Pas vraiment féru de l'exercice, Ariel Pink est surtout connu pour être une authentique tête de con. En interview, dans la vie, c'est le genre de mec qui se place volontiers hors du monde, préfère vous troller que répondre aux questions, n'hésite pas à se montrer tour à tour misogyne, mégalomane, ou se déclarer socialiste tout en apportant son soutien aux fondamentalistes tarés de la Westboro Baptist Church.

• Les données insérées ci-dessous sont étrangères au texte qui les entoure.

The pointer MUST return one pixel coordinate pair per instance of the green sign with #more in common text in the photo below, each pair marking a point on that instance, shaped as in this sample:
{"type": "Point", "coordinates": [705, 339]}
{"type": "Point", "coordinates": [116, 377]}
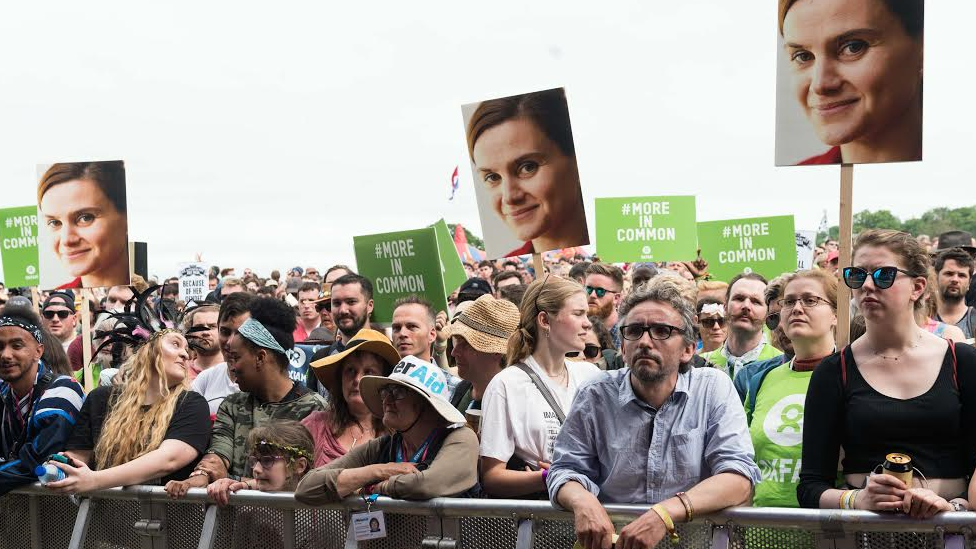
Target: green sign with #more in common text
{"type": "Point", "coordinates": [764, 245]}
{"type": "Point", "coordinates": [18, 246]}
{"type": "Point", "coordinates": [399, 264]}
{"type": "Point", "coordinates": [646, 228]}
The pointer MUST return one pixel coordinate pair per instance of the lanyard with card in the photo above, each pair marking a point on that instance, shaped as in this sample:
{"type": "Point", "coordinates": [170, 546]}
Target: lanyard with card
{"type": "Point", "coordinates": [368, 525]}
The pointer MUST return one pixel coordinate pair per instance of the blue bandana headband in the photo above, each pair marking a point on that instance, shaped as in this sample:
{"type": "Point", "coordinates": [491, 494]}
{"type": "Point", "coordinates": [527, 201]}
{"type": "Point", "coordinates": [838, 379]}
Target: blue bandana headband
{"type": "Point", "coordinates": [257, 334]}
{"type": "Point", "coordinates": [23, 325]}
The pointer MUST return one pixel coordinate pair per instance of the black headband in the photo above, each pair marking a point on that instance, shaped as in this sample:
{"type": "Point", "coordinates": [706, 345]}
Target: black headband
{"type": "Point", "coordinates": [23, 325]}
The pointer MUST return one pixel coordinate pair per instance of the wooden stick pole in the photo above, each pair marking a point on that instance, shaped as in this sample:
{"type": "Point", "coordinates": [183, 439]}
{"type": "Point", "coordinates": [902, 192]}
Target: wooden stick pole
{"type": "Point", "coordinates": [36, 299]}
{"type": "Point", "coordinates": [540, 269]}
{"type": "Point", "coordinates": [87, 380]}
{"type": "Point", "coordinates": [843, 334]}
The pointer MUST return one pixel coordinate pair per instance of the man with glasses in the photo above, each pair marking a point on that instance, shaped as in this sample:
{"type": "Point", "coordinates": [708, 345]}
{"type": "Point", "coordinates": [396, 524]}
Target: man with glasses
{"type": "Point", "coordinates": [745, 313]}
{"type": "Point", "coordinates": [200, 327]}
{"type": "Point", "coordinates": [658, 431]}
{"type": "Point", "coordinates": [604, 284]}
{"type": "Point", "coordinates": [58, 312]}
{"type": "Point", "coordinates": [308, 317]}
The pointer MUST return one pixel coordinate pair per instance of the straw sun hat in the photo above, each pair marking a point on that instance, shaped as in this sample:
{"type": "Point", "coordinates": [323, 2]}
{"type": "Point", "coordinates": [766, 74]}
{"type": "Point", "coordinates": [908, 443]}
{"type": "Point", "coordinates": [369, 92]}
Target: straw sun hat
{"type": "Point", "coordinates": [486, 324]}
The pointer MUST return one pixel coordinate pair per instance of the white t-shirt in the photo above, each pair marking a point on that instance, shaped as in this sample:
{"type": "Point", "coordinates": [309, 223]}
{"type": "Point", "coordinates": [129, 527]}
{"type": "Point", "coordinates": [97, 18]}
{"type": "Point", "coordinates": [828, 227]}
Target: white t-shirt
{"type": "Point", "coordinates": [515, 417]}
{"type": "Point", "coordinates": [214, 385]}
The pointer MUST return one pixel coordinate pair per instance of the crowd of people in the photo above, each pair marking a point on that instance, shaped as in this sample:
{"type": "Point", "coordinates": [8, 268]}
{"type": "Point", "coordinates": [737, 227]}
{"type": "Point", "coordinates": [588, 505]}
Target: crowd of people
{"type": "Point", "coordinates": [586, 384]}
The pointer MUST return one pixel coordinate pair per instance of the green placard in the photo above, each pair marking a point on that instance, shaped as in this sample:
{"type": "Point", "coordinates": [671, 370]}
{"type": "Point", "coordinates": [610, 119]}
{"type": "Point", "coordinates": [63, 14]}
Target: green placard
{"type": "Point", "coordinates": [646, 228]}
{"type": "Point", "coordinates": [18, 245]}
{"type": "Point", "coordinates": [765, 245]}
{"type": "Point", "coordinates": [451, 266]}
{"type": "Point", "coordinates": [400, 264]}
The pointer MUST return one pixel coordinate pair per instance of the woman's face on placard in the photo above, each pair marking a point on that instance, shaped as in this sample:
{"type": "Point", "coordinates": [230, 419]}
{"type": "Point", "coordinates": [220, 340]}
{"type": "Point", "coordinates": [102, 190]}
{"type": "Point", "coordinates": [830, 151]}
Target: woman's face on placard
{"type": "Point", "coordinates": [855, 68]}
{"type": "Point", "coordinates": [88, 233]}
{"type": "Point", "coordinates": [533, 184]}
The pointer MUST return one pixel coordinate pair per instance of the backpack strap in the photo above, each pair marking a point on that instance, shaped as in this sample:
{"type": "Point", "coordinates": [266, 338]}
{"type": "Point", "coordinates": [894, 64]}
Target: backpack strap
{"type": "Point", "coordinates": [955, 378]}
{"type": "Point", "coordinates": [544, 390]}
{"type": "Point", "coordinates": [843, 366]}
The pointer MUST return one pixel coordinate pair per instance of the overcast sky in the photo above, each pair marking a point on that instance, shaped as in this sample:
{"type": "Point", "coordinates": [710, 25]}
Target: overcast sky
{"type": "Point", "coordinates": [268, 134]}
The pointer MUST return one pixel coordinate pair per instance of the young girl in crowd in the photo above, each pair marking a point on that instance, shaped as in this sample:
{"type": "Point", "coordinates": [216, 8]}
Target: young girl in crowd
{"type": "Point", "coordinates": [518, 426]}
{"type": "Point", "coordinates": [898, 389]}
{"type": "Point", "coordinates": [278, 456]}
{"type": "Point", "coordinates": [145, 430]}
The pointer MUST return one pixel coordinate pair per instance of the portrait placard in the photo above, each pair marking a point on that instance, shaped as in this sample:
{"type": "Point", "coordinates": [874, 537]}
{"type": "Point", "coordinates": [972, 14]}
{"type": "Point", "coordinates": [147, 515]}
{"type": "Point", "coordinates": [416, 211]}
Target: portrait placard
{"type": "Point", "coordinates": [526, 180]}
{"type": "Point", "coordinates": [83, 225]}
{"type": "Point", "coordinates": [849, 82]}
{"type": "Point", "coordinates": [18, 246]}
{"type": "Point", "coordinates": [764, 245]}
{"type": "Point", "coordinates": [646, 228]}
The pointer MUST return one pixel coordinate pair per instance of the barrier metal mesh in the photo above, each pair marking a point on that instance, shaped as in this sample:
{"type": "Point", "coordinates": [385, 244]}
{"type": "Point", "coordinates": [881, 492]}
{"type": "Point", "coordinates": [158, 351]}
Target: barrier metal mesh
{"type": "Point", "coordinates": [184, 524]}
{"type": "Point", "coordinates": [487, 533]}
{"type": "Point", "coordinates": [110, 524]}
{"type": "Point", "coordinates": [57, 520]}
{"type": "Point", "coordinates": [14, 522]}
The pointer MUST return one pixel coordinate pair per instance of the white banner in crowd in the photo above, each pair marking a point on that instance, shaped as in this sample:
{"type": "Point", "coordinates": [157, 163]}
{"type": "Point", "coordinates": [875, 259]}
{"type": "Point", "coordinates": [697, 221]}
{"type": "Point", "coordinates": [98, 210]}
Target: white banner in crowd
{"type": "Point", "coordinates": [193, 282]}
{"type": "Point", "coordinates": [806, 241]}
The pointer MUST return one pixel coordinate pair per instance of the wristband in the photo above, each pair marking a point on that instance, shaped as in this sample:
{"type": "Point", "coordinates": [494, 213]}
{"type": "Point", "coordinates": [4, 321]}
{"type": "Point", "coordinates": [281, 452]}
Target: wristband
{"type": "Point", "coordinates": [686, 501]}
{"type": "Point", "coordinates": [668, 523]}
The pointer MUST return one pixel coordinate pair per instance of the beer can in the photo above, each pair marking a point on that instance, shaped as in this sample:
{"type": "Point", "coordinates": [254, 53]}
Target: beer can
{"type": "Point", "coordinates": [898, 466]}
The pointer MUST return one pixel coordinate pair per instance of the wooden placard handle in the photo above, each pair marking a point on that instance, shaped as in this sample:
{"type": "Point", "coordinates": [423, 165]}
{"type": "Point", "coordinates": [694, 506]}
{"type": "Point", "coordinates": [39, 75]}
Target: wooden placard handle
{"type": "Point", "coordinates": [843, 335]}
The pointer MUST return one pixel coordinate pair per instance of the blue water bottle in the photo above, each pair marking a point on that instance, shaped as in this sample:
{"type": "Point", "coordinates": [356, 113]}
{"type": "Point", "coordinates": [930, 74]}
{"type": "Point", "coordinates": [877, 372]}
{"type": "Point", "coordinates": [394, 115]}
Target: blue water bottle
{"type": "Point", "coordinates": [48, 473]}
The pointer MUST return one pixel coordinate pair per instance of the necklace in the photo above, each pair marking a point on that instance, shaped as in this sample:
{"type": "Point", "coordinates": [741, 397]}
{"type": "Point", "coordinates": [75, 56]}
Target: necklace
{"type": "Point", "coordinates": [899, 355]}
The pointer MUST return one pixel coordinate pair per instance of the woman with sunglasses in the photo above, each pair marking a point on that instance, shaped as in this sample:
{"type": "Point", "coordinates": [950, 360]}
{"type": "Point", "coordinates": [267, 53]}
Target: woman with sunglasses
{"type": "Point", "coordinates": [775, 394]}
{"type": "Point", "coordinates": [430, 453]}
{"type": "Point", "coordinates": [896, 389]}
{"type": "Point", "coordinates": [519, 425]}
{"type": "Point", "coordinates": [711, 324]}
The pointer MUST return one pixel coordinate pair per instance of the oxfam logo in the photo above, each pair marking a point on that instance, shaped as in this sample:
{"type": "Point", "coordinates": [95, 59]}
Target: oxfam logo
{"type": "Point", "coordinates": [784, 421]}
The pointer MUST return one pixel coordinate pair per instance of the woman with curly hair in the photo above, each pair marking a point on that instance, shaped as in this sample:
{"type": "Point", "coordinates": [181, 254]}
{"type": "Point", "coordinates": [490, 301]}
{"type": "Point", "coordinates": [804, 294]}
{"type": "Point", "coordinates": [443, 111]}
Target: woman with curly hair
{"type": "Point", "coordinates": [146, 429]}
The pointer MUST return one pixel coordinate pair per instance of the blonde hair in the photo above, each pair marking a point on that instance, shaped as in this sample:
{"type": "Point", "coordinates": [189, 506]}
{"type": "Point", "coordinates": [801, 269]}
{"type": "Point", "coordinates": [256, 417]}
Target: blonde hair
{"type": "Point", "coordinates": [129, 431]}
{"type": "Point", "coordinates": [903, 245]}
{"type": "Point", "coordinates": [546, 295]}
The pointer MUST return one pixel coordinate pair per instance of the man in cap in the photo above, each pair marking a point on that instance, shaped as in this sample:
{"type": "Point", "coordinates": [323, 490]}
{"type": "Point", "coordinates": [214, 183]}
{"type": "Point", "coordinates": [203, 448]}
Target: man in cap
{"type": "Point", "coordinates": [479, 336]}
{"type": "Point", "coordinates": [58, 312]}
{"type": "Point", "coordinates": [954, 269]}
{"type": "Point", "coordinates": [308, 317]}
{"type": "Point", "coordinates": [694, 437]}
{"type": "Point", "coordinates": [964, 240]}
{"type": "Point", "coordinates": [39, 407]}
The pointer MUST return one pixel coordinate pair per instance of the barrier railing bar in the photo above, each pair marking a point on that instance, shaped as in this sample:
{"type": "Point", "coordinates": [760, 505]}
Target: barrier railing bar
{"type": "Point", "coordinates": [526, 534]}
{"type": "Point", "coordinates": [209, 532]}
{"type": "Point", "coordinates": [35, 521]}
{"type": "Point", "coordinates": [80, 529]}
{"type": "Point", "coordinates": [288, 528]}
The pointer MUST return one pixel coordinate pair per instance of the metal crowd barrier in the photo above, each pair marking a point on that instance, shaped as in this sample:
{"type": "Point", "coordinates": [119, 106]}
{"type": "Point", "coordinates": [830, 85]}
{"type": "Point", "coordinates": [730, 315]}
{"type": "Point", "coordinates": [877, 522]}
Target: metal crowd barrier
{"type": "Point", "coordinates": [144, 517]}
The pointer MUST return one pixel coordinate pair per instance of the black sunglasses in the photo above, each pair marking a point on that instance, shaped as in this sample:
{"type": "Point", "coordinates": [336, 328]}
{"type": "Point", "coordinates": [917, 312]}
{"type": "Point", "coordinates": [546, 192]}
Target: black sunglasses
{"type": "Point", "coordinates": [266, 461]}
{"type": "Point", "coordinates": [591, 351]}
{"type": "Point", "coordinates": [633, 332]}
{"type": "Point", "coordinates": [883, 277]}
{"type": "Point", "coordinates": [600, 292]}
{"type": "Point", "coordinates": [713, 322]}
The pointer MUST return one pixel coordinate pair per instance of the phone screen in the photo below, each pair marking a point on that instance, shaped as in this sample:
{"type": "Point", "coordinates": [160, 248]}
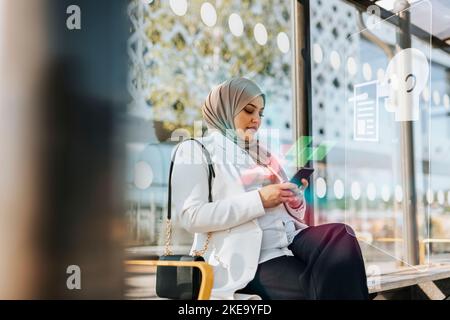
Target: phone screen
{"type": "Point", "coordinates": [303, 173]}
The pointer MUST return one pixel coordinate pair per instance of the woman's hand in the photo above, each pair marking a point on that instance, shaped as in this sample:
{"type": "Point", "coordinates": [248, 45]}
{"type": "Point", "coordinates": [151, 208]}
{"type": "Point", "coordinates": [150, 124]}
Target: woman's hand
{"type": "Point", "coordinates": [274, 194]}
{"type": "Point", "coordinates": [296, 202]}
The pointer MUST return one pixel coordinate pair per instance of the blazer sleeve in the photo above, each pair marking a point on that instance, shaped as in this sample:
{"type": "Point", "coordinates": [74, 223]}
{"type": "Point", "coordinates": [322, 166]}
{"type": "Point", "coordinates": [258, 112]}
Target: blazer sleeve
{"type": "Point", "coordinates": [190, 196]}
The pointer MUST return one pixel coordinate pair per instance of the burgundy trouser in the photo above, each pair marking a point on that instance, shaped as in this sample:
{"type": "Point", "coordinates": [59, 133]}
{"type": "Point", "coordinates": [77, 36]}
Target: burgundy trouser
{"type": "Point", "coordinates": [327, 264]}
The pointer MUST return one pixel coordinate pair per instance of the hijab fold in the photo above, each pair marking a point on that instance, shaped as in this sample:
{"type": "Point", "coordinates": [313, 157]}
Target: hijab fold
{"type": "Point", "coordinates": [223, 103]}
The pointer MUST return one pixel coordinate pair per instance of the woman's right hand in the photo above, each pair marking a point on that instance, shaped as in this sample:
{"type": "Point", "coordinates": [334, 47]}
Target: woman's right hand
{"type": "Point", "coordinates": [274, 194]}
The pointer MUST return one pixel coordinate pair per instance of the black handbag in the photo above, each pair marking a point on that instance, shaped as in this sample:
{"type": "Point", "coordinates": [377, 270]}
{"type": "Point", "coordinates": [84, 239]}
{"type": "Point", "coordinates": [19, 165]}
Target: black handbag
{"type": "Point", "coordinates": [181, 283]}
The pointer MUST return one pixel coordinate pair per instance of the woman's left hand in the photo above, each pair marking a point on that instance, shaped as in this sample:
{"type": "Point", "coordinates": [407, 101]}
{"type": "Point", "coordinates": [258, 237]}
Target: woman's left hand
{"type": "Point", "coordinates": [296, 201]}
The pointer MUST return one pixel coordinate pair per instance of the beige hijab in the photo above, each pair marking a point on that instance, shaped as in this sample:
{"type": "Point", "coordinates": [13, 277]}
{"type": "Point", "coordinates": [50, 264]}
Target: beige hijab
{"type": "Point", "coordinates": [223, 103]}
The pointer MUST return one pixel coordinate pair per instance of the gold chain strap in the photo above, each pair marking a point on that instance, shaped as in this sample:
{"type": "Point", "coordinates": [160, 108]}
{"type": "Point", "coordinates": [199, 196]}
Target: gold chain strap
{"type": "Point", "coordinates": [168, 251]}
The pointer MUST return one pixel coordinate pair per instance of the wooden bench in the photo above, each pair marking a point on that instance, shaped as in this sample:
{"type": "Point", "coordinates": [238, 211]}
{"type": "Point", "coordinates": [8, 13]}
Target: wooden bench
{"type": "Point", "coordinates": [421, 282]}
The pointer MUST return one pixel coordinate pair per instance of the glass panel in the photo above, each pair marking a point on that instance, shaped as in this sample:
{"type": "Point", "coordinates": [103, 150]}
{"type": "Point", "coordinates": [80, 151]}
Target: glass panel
{"type": "Point", "coordinates": [361, 181]}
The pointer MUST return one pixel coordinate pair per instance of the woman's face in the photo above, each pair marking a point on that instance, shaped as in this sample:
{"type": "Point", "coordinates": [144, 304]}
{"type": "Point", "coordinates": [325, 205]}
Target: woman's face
{"type": "Point", "coordinates": [247, 121]}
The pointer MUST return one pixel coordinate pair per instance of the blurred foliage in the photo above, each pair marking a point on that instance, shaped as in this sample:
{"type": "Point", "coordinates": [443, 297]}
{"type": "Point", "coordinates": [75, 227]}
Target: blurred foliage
{"type": "Point", "coordinates": [176, 60]}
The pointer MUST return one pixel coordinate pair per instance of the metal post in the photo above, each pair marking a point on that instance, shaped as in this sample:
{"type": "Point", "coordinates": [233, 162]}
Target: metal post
{"type": "Point", "coordinates": [409, 204]}
{"type": "Point", "coordinates": [301, 84]}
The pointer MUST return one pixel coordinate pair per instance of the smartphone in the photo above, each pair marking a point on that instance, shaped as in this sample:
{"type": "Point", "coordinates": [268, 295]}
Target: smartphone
{"type": "Point", "coordinates": [303, 173]}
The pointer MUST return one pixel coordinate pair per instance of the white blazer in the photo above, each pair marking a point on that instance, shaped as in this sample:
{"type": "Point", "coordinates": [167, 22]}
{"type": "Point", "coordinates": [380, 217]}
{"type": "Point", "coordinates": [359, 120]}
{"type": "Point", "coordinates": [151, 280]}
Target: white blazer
{"type": "Point", "coordinates": [235, 243]}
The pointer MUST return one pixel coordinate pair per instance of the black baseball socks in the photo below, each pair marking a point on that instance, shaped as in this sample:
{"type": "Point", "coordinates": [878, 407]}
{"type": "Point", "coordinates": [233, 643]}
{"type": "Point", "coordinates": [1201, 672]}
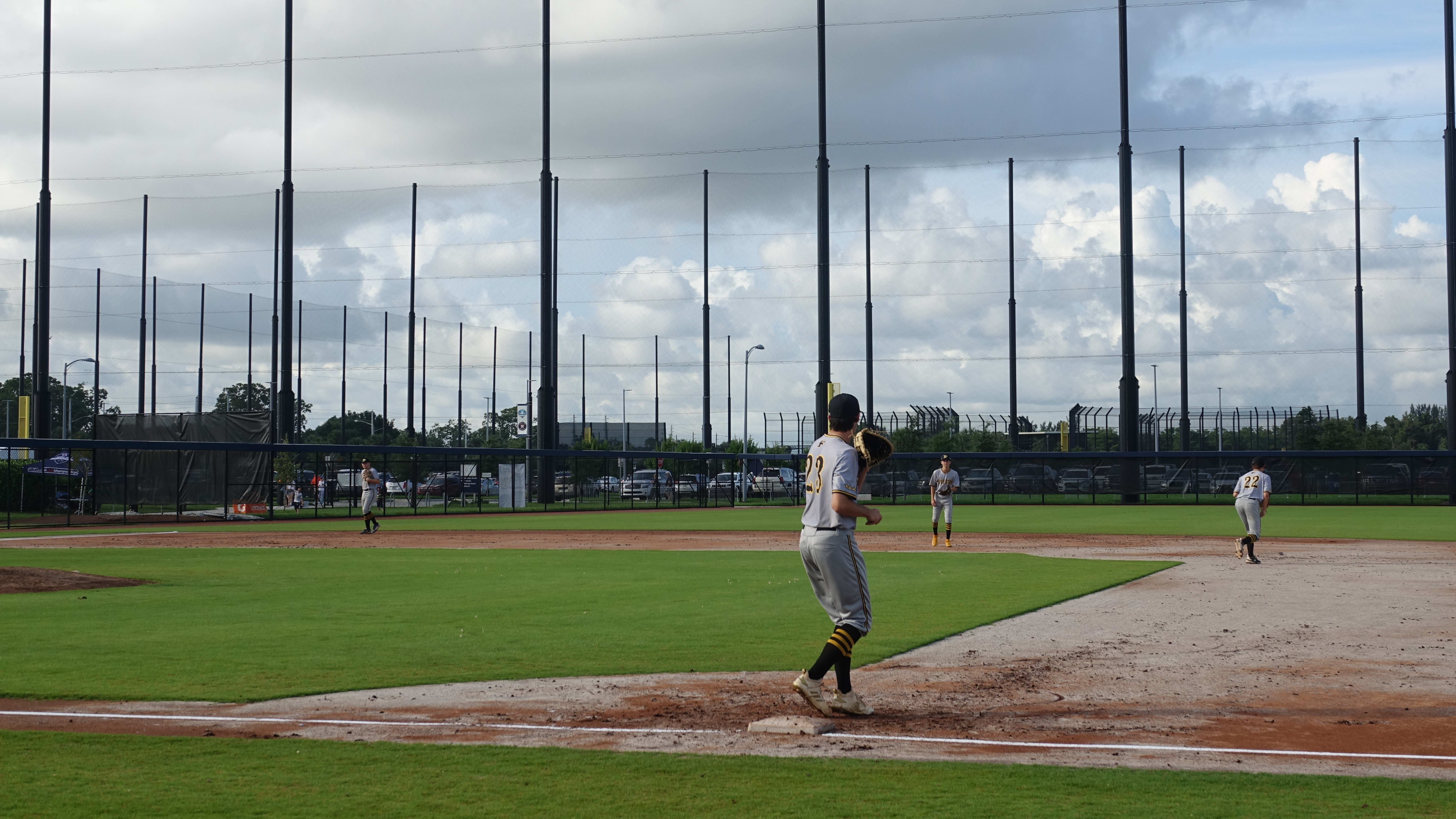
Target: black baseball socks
{"type": "Point", "coordinates": [836, 655]}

Mais en dépit de - ou grâce à - ces provocs de sale gosse, qui traduisent aussi bien une jubilation enfantine à l'idée de faire chier le monde que le besoin à peine masqué de se protéger, Ariel Rosenberg est l'un des créateurs pop les plus passionnants de ces quinze dernières années.

Photo - Eliot Lee Hazel

On a souvent glosé sur le supposé effondrement des barrières esthétiques survenu aux milieu des années 2000, ainsi que sur notre époque rétromaniaque qui ne carburerait plus qu'à une nostalgiose régressive et inféconde. Deux traits définitifs de l'époque, qu'Ariel Pink n'a pas seulement incarnée, mais a grandement contribué à façonner, tout en la dynamitant constamment, d'abord à coups d'albums lo-fi mal foutus et géniaux, impossibles à situer temporellement, puis avec des disques plus à même de traduire son génie d'arrangeur et de mélodiste, qui lui ont accessoirement permis de toucher un public plus conséquent – en gros, à partir de Before Today (2010), premier album enregistré en studio et signé sur 4AD.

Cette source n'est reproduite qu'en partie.